De totale vraag is de som van alle consumentenbestedingen aan goederen en diensten in de economie.
Dit cijfer omvat de volgende onderdelen:
- vraag naar goederen en diensten aan consumenten;
- vraag naar goederen en diensten, die worden geleverd door de staat;
- de vraag naar beleggingsproducten;
- vraag voor de uitvoer - het verschil tussen de waarde van de gekochte goederen door buitenlanders en degenen die de binnenlandse consumenten hebben gekocht.
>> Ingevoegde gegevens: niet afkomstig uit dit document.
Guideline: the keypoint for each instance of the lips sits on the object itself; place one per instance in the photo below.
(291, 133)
Laten we eens kijken wat de totale vraag en de factoren die bepalen.Eerst het aantal geconsumeerde producten beïnvloeden prijsstelling factoren.
- effect van de rente - de prijzen zijn van invloed op de omvang van de productie door de rente.Verhogen de waarde van de goederen leidt tot het feit dat mensen proberen om hun cash flow te verhogen.Dat is de vraag naar geld.Maar als het inkomen niet groeien in lijn met de verwachtingen, het vermindert de hoeveelheid van de uitgaven en investeringen van de consument.
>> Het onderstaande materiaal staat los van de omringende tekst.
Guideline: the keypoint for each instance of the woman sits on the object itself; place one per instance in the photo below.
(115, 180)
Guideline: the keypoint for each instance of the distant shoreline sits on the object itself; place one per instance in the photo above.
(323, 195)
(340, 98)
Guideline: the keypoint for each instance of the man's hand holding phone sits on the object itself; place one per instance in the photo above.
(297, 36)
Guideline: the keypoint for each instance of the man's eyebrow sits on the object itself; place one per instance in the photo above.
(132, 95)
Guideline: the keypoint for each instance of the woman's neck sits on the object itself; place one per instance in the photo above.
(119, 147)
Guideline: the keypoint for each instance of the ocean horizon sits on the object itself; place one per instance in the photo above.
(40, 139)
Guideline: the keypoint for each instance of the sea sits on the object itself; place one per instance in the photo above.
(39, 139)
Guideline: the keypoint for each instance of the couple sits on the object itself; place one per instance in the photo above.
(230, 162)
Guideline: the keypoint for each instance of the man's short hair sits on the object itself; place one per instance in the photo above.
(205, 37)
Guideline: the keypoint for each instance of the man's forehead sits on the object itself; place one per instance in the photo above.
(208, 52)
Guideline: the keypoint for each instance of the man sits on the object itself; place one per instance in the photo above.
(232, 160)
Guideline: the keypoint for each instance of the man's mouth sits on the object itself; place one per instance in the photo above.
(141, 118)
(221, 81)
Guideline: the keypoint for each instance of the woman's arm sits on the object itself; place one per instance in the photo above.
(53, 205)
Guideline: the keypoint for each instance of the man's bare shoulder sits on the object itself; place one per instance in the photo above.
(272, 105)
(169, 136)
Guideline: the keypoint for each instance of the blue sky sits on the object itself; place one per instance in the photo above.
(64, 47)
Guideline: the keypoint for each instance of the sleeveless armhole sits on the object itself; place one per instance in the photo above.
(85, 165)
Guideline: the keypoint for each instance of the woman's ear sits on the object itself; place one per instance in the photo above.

- effect van liquide middelen of rijkdom - een impact hebben in de eerste plaats op de consumentenbestedingen.Bijvoorbeeld, met de stijging van de prijzen is een daling van de koopkracht van het geld geleidelijk af te schrijven.De opgebouwde financiële activa van de bevolking, in het bijzonder, obligaties, termijndeposito's, enz., Zijn veel lager dan oorspronkelijk.Mensen uiteindelijk armer geworden, zelfs houden van het geld thuis.
- effect aankopen van de invoer - van invloed op de waarde van de uitvoer.Met de stijging van de prijzen is een groeiende vraag naar buitenlandse goederen en minder op de binnenlandse.
Maar niet alleen de waarde van de producten en diensten die afhankelijk zijn van consumentenbestedingen.Niet-prijs factoren van de totale vraag gevarieerd.Ze zijn onderverdeeld in groepen op basis van de bestelling op welke elementen zij beïnvloeden.
- factoren die het verbruik van producten door huishoudens.
- Het welzijn van de consument - mensen besteden hun geld, afhankelijk van de waarde van de activa die zij bezitten (vastgoed, obligaties, aandelen).Dus een scherpe daling van de prijzen leidt tot het feit dat mensen beginnen om minder uit te geven en meer te besparen.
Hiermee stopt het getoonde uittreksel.